Blog
June 19th, 2026
“Navigating a Top-Heavy Market”
It is human nature to love a winner. When a single sector of the market goes on a historic, multi-year run—fueled by generational breakthroughs like artificial intelligence and massive corporate capital spending—it’s exciting to watch. If you look at your investment statements right now, there is a very good chance that a handful of mega-cap technology names are responsible for the lion’s share of your recent growth.
Enjoying those gains is exactly what investing is about. But behind every massive growth story is a quiet, mathematical reality that eventually requires our attention: portfolio drift.
When one corner of the market grows at an extraordinary pace while everything else moves at a normal speed, your portfolio naturally becomes top-heavy. Left unchecked, a strategy that started as a balanced, diversified plan can quietly morph into a high-concentration bet on a single industry.
If you are wondering how to protect what you’ve built without completely jumping off the growth train, here is how we approach managing the hype while respecting the risk.
The Risk Isn’t Bad Management; It’s Simple Math
Portfolio concentration is a double-edged sword. On the way up, it feels incredible. But when a market becomes highly concentrated at the top, a sudden shift in investor sentiment, a hiccup in corporate spending, or an unexpected macroeconomic pivot can create outsized volatility.
Consider what happens to your asset allocation over time:
- The Drift: If you started with a target of 60% equities and 40% fixed income, a massive equity bull run can easily push your allocation to 75% or 80% equities without you ever buying a single new share.
- The Risk Skew: You are no longer taking the level of risk you originally agreed to. If the market experiences a standard sector rotation—where investors pull money out of high-flying growth sectors and move it into defensive or value-oriented assets—your portfolio will take a much harder hit than it would have in the past.

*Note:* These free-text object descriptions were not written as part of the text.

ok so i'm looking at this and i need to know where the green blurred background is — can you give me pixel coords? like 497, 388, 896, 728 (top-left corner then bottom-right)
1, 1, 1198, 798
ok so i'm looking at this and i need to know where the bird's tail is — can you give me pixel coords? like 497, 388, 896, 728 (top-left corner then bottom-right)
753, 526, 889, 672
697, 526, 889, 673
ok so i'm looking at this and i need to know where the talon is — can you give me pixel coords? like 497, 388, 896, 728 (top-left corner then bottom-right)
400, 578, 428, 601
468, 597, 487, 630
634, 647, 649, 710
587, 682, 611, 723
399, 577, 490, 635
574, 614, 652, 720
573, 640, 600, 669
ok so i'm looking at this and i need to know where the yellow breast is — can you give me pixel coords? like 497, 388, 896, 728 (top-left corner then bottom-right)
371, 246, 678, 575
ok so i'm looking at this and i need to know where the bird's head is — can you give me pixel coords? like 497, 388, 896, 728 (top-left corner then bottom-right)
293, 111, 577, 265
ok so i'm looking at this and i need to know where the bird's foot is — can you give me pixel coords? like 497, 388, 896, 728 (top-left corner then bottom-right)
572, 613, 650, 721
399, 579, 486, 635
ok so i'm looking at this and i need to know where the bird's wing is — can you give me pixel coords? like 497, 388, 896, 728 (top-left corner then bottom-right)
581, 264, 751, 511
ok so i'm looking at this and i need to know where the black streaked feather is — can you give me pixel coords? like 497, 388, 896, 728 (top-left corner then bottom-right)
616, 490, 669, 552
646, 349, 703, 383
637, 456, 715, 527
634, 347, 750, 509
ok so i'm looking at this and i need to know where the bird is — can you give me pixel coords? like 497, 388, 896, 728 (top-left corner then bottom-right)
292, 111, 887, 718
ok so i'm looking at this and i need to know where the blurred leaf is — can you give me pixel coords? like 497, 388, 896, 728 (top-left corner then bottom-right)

The Psychological Hurdle: “Why Sell a Winner?”
The hardest part of wealth management isn’t buying; it’s selling. It feels completely counterintuitive to trim a position that has been a home run for your net worth.

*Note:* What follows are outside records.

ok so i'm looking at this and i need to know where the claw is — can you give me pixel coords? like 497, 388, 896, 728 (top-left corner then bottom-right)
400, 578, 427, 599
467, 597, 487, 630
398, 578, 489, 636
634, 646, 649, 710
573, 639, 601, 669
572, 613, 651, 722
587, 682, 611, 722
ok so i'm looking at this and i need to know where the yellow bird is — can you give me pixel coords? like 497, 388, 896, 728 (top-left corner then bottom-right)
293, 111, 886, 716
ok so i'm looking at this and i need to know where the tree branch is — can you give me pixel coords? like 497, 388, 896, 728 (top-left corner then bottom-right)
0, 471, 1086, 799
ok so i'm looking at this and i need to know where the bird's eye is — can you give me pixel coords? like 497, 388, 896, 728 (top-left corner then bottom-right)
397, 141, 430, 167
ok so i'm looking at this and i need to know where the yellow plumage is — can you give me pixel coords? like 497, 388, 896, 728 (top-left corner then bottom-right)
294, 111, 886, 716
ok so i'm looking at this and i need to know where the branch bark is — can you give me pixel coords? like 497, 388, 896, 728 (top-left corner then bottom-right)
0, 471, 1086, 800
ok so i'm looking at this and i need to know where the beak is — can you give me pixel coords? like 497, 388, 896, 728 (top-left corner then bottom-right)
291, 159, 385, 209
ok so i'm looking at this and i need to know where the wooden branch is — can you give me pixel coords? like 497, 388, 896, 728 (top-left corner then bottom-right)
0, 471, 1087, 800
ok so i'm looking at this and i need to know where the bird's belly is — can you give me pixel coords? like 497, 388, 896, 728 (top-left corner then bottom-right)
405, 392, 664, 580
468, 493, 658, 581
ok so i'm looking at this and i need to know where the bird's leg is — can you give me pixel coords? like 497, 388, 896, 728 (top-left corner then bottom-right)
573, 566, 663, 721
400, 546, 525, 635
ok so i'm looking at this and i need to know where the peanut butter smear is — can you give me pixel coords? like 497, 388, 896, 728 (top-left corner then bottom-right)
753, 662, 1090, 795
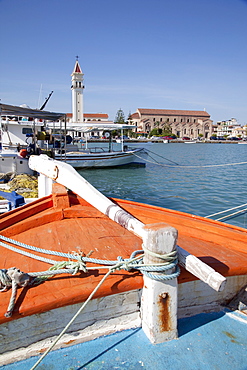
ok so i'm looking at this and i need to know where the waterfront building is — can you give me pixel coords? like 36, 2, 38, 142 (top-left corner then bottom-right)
215, 118, 239, 138
66, 113, 111, 139
128, 108, 213, 139
232, 125, 247, 138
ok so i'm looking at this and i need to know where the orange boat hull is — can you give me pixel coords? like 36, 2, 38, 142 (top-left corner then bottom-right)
0, 183, 246, 324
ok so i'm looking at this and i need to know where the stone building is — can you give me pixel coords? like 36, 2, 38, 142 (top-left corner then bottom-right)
129, 108, 213, 139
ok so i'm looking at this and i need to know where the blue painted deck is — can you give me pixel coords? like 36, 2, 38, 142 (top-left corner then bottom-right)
1, 309, 247, 370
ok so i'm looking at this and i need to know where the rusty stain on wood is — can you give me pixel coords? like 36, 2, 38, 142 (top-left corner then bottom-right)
158, 293, 171, 332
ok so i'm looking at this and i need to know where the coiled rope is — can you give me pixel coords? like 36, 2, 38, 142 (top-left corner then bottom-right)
0, 235, 180, 319
0, 234, 180, 370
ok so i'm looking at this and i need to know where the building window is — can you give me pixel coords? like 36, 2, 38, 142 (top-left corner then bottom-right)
194, 119, 196, 123
187, 119, 190, 123
160, 118, 162, 122
184, 129, 186, 134
174, 118, 176, 122
181, 119, 183, 122
153, 118, 155, 122
22, 128, 32, 134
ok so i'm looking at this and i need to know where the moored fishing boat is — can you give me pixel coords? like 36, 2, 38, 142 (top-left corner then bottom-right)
54, 146, 147, 168
0, 104, 147, 170
0, 155, 246, 368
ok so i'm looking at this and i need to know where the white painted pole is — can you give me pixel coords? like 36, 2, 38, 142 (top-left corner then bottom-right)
141, 223, 178, 343
38, 173, 53, 198
29, 155, 226, 292
29, 155, 145, 237
177, 246, 226, 292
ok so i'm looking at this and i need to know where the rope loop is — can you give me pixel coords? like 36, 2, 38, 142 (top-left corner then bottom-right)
139, 246, 180, 281
142, 245, 177, 263
0, 234, 181, 319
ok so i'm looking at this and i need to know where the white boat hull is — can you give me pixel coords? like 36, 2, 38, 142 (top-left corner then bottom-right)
55, 148, 147, 168
0, 152, 33, 175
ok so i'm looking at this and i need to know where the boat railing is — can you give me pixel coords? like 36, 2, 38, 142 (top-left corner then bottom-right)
205, 203, 247, 222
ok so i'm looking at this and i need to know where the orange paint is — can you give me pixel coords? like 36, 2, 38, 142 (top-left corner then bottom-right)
0, 183, 246, 324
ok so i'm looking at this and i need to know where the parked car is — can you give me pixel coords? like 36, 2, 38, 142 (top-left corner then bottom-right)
162, 136, 175, 140
182, 137, 190, 140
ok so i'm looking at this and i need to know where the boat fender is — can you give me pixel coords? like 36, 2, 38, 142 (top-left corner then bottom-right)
19, 149, 28, 158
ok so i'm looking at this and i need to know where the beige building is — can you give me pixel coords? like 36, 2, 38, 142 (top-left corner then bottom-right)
129, 108, 213, 139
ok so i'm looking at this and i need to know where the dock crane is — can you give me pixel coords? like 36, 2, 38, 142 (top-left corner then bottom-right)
39, 91, 53, 110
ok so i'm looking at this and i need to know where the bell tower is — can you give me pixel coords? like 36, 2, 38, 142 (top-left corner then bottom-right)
71, 57, 84, 123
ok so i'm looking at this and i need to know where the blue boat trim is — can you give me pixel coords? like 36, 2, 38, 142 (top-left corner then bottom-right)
2, 309, 247, 370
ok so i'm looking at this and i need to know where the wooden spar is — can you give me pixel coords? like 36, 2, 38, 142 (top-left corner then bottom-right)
29, 155, 226, 292
177, 246, 226, 292
29, 155, 145, 237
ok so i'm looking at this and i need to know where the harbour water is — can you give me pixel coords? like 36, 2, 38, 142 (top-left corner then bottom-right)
78, 142, 247, 229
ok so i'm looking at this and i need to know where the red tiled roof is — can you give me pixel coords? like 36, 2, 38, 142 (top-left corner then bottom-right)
84, 113, 108, 118
66, 113, 108, 118
137, 108, 210, 117
129, 112, 139, 119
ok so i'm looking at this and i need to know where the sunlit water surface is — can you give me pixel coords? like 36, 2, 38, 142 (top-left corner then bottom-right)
78, 143, 247, 229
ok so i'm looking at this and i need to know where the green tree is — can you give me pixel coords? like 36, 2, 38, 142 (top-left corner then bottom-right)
162, 119, 172, 136
114, 108, 125, 124
149, 128, 159, 137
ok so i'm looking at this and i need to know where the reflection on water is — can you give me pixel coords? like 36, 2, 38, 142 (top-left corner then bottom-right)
78, 143, 247, 228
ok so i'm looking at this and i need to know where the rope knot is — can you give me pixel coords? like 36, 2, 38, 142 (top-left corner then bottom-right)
72, 254, 88, 273
1, 267, 33, 318
0, 269, 12, 291
115, 256, 132, 271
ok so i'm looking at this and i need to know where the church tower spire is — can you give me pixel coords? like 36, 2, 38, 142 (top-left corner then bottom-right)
71, 57, 84, 123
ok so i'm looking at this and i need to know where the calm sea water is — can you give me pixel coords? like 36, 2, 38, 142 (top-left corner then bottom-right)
78, 143, 247, 229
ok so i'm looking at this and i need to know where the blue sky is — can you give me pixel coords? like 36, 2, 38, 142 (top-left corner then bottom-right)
1, 0, 247, 124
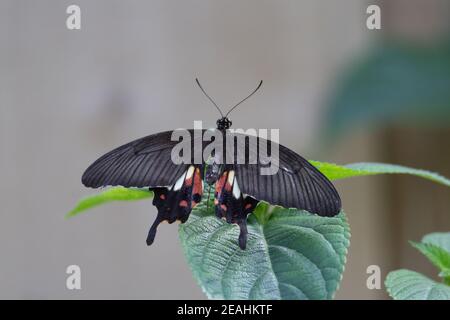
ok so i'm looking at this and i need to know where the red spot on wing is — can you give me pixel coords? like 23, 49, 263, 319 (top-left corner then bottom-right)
192, 168, 203, 196
184, 177, 193, 187
220, 204, 227, 211
224, 181, 232, 192
222, 171, 233, 192
215, 171, 228, 197
245, 203, 252, 210
179, 200, 188, 207
160, 194, 166, 200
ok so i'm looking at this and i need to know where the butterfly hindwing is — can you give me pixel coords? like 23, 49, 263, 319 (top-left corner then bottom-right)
214, 167, 259, 249
147, 165, 203, 245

The secret is shifting your perspective from timing the market to managing risk. Rebalancing isn’t an admission that the growth story is over. It is a disciplined mechanism designed to take the house’s money off the table and secure it in assets that will defend your lifestyle when the environment changes.
A Tactical Framework for Today’s Market
You don’t have to choose between going “all in” on technology or hiding entirely in cash. A sophisticated approach relies on some key levers:
- Tax-Efficient Trimming: Selling winners in a taxable account triggers capital gains. To mitigate this, we look at the whole picture—utilizing tax-advantaged accounts (like IRAs) to do the heavy lifting of rebalancing, or identifying underperforming assets to harvest losses and offset the gains.

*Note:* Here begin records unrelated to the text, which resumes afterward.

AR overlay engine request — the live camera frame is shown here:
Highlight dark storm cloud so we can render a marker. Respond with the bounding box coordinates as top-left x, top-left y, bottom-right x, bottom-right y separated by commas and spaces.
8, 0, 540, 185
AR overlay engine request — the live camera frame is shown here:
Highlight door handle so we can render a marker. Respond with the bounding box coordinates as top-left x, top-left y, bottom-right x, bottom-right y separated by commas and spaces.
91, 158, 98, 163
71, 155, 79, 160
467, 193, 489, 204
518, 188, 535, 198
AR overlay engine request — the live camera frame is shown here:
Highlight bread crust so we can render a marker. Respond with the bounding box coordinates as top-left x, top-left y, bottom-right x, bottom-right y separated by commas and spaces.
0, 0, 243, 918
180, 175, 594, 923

- Redirecting Fresh Capital: If you are still actively contributing to your portfolio, you don’t necessarily have to sell anything to rebalance. We can simply direct new cash flows, interest, and dividends toward the underweighted, defensive, or income-generating areas of your portfolio until the scale tips back into balance.
The Bottom Line
The massive technological buildout we are witnessing is real, and the earnings growth supporting it has been robust. But markets never move in a straight line forever.
True financial peace of mind doesn’t come from guessing when the music will stop; it comes from knowing your foundation is solid regardless of what the market does tomorrow.